A little bit of everything. (With a twisted sense of humor.) You name it, I take requests.

Wednesday, July 13, 2005

saw my old truckstop boss

My boss, the one with the horrible "Elmer" speech impediment, well, I saw him today. I was at a stoplight, and I saw his profile. Because I have Asperger's syndrome, it is very unlikely that I recognize many people if I don't see them on a regular basis. (This does come in handy, any crowd feels like a new crowd every time.)

This man left such an impression on me though, between his speech impediment, and his disgustingly suggestive comments, that I could pick him out of a crowd. It's nice to know that he is only a couple years older than me, and looks like total crap. It looks like he's eating the food there on a regular basis too, because I've actually seen thinner truckers. It's the buffet. It's loaded with msg and sugar. They must be paying him in food now.

Despite the fact that I hated my boss, I kind of miss working there. I loved pissing people off, but not before they totally irritated me.

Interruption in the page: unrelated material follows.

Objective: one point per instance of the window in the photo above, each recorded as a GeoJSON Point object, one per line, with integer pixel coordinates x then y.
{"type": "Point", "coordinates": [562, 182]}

Time for a truckstop tale.

There was this guy, a big trucker, who overheard me speaking french to my french canadian neighbors to the north. He says, "You should learn Chinese, those chinks are going to invade the country before you know it, and you'll have to learn it anyway." Well, I thought this was so ridiculous. After all, Erie, PA's sister city is Zibo, China. Maybe he's right, it's part of a sneaky ploy to infiltrate the country, and take over.

I told him "Welcome to the 21st century. Do you still have shell shock from some war or something? You're nuts. Why don't you get the buffet and keep eating so you're quiet in my section." Well, this totally pissed him off.

"Let me talk to your boss."

"I am the boss."

"You ain't. I wanna talk to your manager."

So, I went to get my boss, Elmer, and me and another girl switched sections.

" I would wike to tawk to you en de office," my boss says to me.

"What did you say to him?" He asks me.

"I dunno what I said. He just started to tell me that the Chinese were planning an invasion, and when I told him I didn't subscribe to his political opinion, he got mad and started swearing at me. "

"Oday. Just stay out of his section"

So, I go back to my section, and that fat fuck is smiling. Then he realizes that I'm not his waitress anymore.

"Oh, so you can't handle waiting on me because I'm telling the truth."

So I told him no, that he was nuts, and the next time I saw him, I would ask him how his Chinese was coming along. "You just wait and see, just wait," he was yelling at me as I walked away.

Well, I've yet to see a land invasion, and last I checked, I still speak English pretty well. Although, I wouldn't mind learning another language.